While incandescent and halogen are more broad-spectrum, they are also good for heating in winter!
The main problem is the spectrum of light that lower-powered lights emit. CFLs and LEDs are not even-spectrum devices, with definite peaks in their output. So when you buy say 4000K lights, that being a measure of the blue to red ratio only, colours can look quite different under them, depending upon whether you are looking at them directly or viewing what the camera sees, due to differences in the receiving spectral response. Our video-cam is a Panasonic HDC-HS700 -- top of the line consumer device when we bought it, with separate R, G and B sensors.
You can do your white balance, but that does not stop the misrepresentation of colours. To illustrate, we use CLF 4100K globes in the studio where we record audio and YouTube videos, where:
a) May hair is greyish, but it comes out a flattering dark, almost looking suspiciously like I dye it!
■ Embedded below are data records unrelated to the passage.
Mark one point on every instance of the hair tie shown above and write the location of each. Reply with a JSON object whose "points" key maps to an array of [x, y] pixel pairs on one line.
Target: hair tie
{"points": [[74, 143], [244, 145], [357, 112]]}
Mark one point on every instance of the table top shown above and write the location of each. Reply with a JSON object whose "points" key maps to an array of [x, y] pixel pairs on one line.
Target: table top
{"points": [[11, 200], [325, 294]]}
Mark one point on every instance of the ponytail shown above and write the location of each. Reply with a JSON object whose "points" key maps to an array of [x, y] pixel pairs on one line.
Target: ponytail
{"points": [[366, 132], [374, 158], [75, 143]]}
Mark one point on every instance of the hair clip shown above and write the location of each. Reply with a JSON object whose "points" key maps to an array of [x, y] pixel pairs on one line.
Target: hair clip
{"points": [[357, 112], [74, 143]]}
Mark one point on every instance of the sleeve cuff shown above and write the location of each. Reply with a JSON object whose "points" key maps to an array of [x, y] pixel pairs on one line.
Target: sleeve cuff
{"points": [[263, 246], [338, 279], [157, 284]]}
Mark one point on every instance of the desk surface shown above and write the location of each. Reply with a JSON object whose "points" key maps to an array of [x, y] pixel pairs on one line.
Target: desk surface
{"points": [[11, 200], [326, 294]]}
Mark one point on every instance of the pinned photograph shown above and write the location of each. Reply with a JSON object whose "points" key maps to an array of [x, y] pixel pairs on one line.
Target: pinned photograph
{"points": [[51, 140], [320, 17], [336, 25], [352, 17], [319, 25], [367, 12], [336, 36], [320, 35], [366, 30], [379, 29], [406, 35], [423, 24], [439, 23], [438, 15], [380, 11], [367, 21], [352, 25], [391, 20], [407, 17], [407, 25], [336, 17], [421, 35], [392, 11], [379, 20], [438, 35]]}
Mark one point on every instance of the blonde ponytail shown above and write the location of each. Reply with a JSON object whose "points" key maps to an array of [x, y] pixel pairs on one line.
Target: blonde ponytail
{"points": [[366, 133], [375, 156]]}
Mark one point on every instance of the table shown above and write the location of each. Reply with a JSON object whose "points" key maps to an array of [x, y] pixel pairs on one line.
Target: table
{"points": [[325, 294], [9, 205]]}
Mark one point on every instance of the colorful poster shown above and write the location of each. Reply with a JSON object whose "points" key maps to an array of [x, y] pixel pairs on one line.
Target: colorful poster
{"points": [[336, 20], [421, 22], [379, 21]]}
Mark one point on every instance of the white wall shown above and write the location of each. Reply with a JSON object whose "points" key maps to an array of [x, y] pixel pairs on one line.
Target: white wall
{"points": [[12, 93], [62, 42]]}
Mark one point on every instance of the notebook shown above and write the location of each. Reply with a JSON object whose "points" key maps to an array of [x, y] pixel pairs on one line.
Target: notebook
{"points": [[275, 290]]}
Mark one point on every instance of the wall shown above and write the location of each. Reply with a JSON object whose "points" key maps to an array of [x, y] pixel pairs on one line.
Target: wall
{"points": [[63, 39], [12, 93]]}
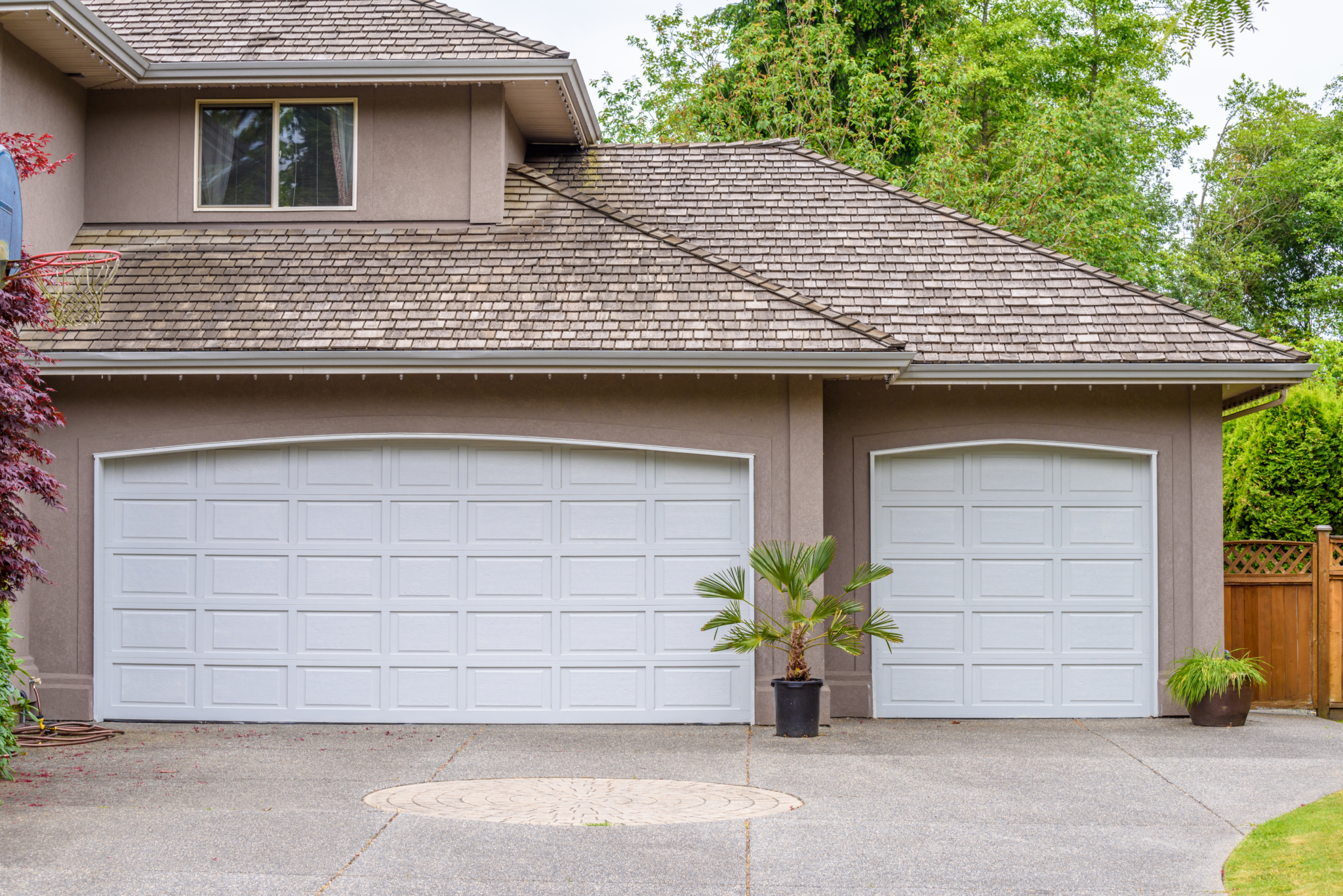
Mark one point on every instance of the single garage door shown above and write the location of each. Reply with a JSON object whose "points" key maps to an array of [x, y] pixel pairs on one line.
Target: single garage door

b) We have RGB LED strips to throw a tinge to the edges of the white backdrop, but red hardly registers and blue over-registers on the camera.
In sunlight, the camera shows colours fine.
I would imagine that even wide-colour-gamut monitors would mis-register colours under these lights. Calibrating them without catering for the ambient light would be pointless. My calibration device definitely does not cater for that.
Unfortunately, while I have a wide range of skills, accurate colour representation eludes me at this time. At the moment, I am content to have found a particular working arrangement that caters for our limited performance scenarios.
I would definitely appreciate any suggestions as to better low-powered lighting devices.